Teams Office 365 Connector to Workflows Migration Prompt
Plan and execute migration off retiring Office 365 connectors (incoming-webhook connector cards) to Power Automate Workflows — inventory, payload translation, and zero-gap cutover.
- Target user
- Platform owners migrating legacy Teams connector webhooks before retirement
- Difficulty
- Intermediate
- Tools
- Claude, ChatGPT
The prompt
You are a senior platform engineer who has migrated sprawling Office 365 connector webhooks (the classic "Incoming Webhook" connector posting MessageCard JSON) onto Power Automate Workflows ahead of connector retirement — with no missed notifications.
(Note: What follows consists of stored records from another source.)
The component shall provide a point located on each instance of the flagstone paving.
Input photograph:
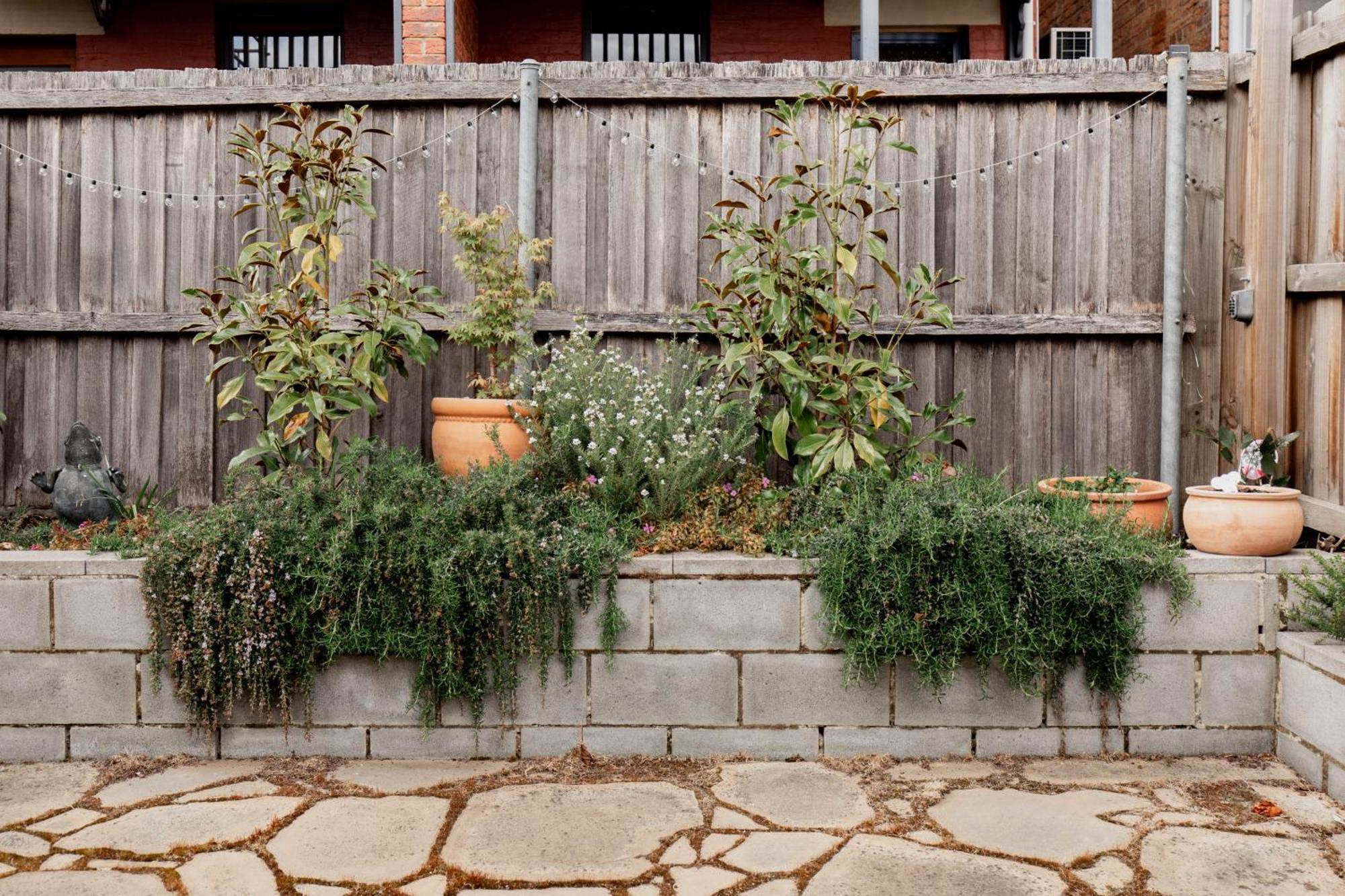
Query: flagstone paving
(587, 826)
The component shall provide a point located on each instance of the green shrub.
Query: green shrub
(942, 568)
(467, 577)
(1323, 606)
(642, 442)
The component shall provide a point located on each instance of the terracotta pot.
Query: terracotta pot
(1246, 524)
(1145, 507)
(462, 434)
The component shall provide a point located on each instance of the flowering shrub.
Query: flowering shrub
(642, 442)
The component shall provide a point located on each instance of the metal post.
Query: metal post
(527, 210)
(1102, 29)
(870, 30)
(1175, 239)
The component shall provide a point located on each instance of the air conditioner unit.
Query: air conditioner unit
(1071, 44)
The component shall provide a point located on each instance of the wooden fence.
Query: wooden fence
(1058, 342)
(1286, 240)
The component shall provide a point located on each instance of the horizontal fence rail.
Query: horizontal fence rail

I will provide: - An inventory (or a way to discover it) of connector webhook URLs in use - Who/what posts to them (CI, monitoring, scripts, third-party SaaS) - The current payload format (legacy MessageCard vs adaptive card) - Constraints (which senders I can change vs cannot, change windows) Your job: 1. **Risk framing** — state the retirement reality plainly: legacy connector URLs stop working, and many senders post deprecated `MessageCard` JSON. Identify which of my integrations are most exposed. 2. **Discovery** — how to inventory existing connector webhooks across teams/channels (admin tooling, Graph, and asking owners), and tag each by sender, payload format, and who can update the URL. 3. **Target design** — stand up a Power Automate "When a Teams webhook request is received" Workflow per channel/use-case, producing the new HTTPS POST URL. Decide one-workflow-per-sender vs a shared router workflow that fans out by payload. 4. **Payload translation** — for senders that emit legacy MessageCard and that I CANNOT change, build a translation step inside the Workflow (or a thin proxy) that converts MessageCard → adaptive card so the message still renders well. Provide the mapping for common fields (sections, facts, potentialAction). 5. **Cutover plan** — dual-run where possible (point a copy of traffic at the new URL, compare), then swap URLs sender-by-sender with rollback. For senders you can't touch, front them with a proxy that accepts the old shape. 6. **Hardening** — secret the new URLs, add a shared-secret check, and add failure alerting so a broken Workflow is noticed. Output as: (a) an inventory template, (b) the Workflow definitions (or shared-router design), (c) the MessageCard → adaptive card mapping, (d) a per-sender cutover/rollback runbook, (e) a verification checklist confirming nothing went dark. Bias toward: dual-run before cutover, a proxy for unchangeable senders, and verifying delivery over assuming it.